Netflix.com, an online DVD subscription service based in Los Gatos, Calif., is up 70% from its May 23, 2002 offering price of $15. IPO was led by Merrill Lynch. Shares still rose despite increased competition from Wal-Mart. Wal-Mart rolled out a new DVD rental plan for $15.54 a month during the quarter. Still, the company upwardly revised guidance in June for its second quarter profit outlook. Netflix.com now foresees second quarter net of $3-$4 million, up from a prior indication that it would post a loss of $600,000. It also raised expectations for second quarter revenues to $62-$64 million, up from earlier projections of $60-$64 million.

JetBlue Airways, a Kew Gardens, New York-based airline has certainly had a lot to smile about since going public in April 2002 through Morgan Stanley. Profitability continues to be the main thrust to robust financial growth, and it has rewarded shareholders accordingly. Adjusting for a stock-split in December 2002, the stock is up 135% since its IPO. But, some banks, while maintaining bullish stances on a long-term basis, are concerned with the firm's lofty valuation. This has prompted actions to alert the public about near-term concerns on JetBlue. We mentioned this earlier in the review as a major concern of market pundits.

"The largest fundamental risk to JetBlue is execution failure (especially cost) due to rapid growth, although the company's track record to date is excellent," said Lehman Brothers analyst Gary Chase in a report on JetBlue. "Competitive retaliation from incumbent network airlines, including matching some of JetBlue's product attributes, dumping large volumes of capacity in major JetBlue markets, and developing separate low-cost subsidiaries, is also a risk."

Furthermore, the report, which maintains a neutral rating on the stock, added: "Given the enormous cost advantage that JetBlue enjoys, however, any retaliation would likely be short-lived. As for low-fare subsidiaries, these operations historically have failed. Lastly, a crash or operational blunder could undermine JetBlue's performance."

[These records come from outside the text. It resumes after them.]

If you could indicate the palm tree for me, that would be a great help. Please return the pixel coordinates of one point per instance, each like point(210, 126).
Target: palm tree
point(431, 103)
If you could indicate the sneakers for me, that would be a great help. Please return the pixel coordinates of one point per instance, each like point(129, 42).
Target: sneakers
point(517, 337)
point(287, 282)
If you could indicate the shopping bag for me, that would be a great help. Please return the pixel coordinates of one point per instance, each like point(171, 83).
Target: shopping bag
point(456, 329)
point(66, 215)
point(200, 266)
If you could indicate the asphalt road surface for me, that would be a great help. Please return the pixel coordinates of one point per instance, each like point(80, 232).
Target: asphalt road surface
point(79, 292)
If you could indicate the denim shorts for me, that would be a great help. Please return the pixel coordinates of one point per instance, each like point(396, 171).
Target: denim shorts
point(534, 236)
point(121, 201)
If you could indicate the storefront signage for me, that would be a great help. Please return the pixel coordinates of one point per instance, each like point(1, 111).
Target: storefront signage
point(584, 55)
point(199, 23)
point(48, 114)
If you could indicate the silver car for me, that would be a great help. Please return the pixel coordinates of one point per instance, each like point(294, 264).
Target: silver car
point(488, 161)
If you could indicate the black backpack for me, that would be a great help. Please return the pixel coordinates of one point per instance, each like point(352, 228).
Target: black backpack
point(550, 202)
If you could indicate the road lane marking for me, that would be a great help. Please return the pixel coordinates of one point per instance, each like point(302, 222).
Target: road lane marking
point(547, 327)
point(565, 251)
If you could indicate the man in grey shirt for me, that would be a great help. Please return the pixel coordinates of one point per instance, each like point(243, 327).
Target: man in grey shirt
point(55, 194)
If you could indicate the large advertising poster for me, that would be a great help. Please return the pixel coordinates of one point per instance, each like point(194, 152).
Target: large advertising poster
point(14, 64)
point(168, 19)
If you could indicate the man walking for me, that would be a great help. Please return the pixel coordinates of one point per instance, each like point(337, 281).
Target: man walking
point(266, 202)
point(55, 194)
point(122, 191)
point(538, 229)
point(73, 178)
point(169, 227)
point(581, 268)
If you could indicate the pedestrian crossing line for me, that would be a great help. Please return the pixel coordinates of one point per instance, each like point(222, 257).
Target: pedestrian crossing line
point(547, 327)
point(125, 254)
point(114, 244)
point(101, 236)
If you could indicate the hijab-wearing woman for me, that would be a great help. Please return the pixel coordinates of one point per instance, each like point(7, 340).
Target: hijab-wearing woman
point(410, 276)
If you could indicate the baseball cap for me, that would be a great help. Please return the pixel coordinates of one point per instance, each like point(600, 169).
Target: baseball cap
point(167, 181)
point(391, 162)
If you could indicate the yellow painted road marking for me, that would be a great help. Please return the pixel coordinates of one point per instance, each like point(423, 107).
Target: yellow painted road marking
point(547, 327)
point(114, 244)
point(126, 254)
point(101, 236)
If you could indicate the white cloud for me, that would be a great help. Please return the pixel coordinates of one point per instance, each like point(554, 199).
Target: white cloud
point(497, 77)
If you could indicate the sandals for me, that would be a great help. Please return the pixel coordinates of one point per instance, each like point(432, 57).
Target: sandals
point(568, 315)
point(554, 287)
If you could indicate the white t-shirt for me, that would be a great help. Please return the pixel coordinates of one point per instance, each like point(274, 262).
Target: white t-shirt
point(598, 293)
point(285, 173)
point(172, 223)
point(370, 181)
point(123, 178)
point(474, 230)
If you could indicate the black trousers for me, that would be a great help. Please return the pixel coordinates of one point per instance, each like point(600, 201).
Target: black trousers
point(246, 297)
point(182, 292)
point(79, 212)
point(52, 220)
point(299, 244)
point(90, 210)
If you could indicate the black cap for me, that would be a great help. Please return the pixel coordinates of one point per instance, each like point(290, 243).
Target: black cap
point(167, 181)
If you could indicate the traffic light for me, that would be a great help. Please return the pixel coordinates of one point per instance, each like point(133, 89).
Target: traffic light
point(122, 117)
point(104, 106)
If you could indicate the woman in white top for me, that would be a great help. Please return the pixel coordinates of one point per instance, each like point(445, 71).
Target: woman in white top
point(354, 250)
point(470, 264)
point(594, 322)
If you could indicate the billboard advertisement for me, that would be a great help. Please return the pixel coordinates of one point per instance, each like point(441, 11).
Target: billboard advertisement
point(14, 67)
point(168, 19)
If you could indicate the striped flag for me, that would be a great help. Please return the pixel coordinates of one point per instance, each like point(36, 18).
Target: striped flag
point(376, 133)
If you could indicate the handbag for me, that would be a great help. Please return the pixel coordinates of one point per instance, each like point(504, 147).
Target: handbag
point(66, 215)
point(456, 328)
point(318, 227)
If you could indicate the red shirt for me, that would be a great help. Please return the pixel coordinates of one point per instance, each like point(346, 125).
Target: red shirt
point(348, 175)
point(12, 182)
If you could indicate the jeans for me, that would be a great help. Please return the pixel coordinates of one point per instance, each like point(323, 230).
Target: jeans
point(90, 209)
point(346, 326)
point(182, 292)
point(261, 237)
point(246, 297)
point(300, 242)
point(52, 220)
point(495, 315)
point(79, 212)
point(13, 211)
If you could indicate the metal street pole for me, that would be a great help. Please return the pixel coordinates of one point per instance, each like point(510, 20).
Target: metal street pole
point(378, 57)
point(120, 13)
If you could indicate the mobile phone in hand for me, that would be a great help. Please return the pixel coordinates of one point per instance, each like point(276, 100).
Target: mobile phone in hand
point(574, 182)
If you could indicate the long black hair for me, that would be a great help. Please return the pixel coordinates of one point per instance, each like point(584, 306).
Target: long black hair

"We downgrade JetBlue to a peer perform from outperform solely due to valuation," said David Strine, an airline analyst at Bear Stearns in a June 20 report. "This change does not mean that we have found a problem with the JetBlue business model or earnings growth prospects. In fact, we are not changing our estimates. We continue to believe that JetBlue is demonstrating excellent execution of a sound business model. Near-term, however the valuation has become rich given our earnings forecasts (which are at the high-end of the Street range)."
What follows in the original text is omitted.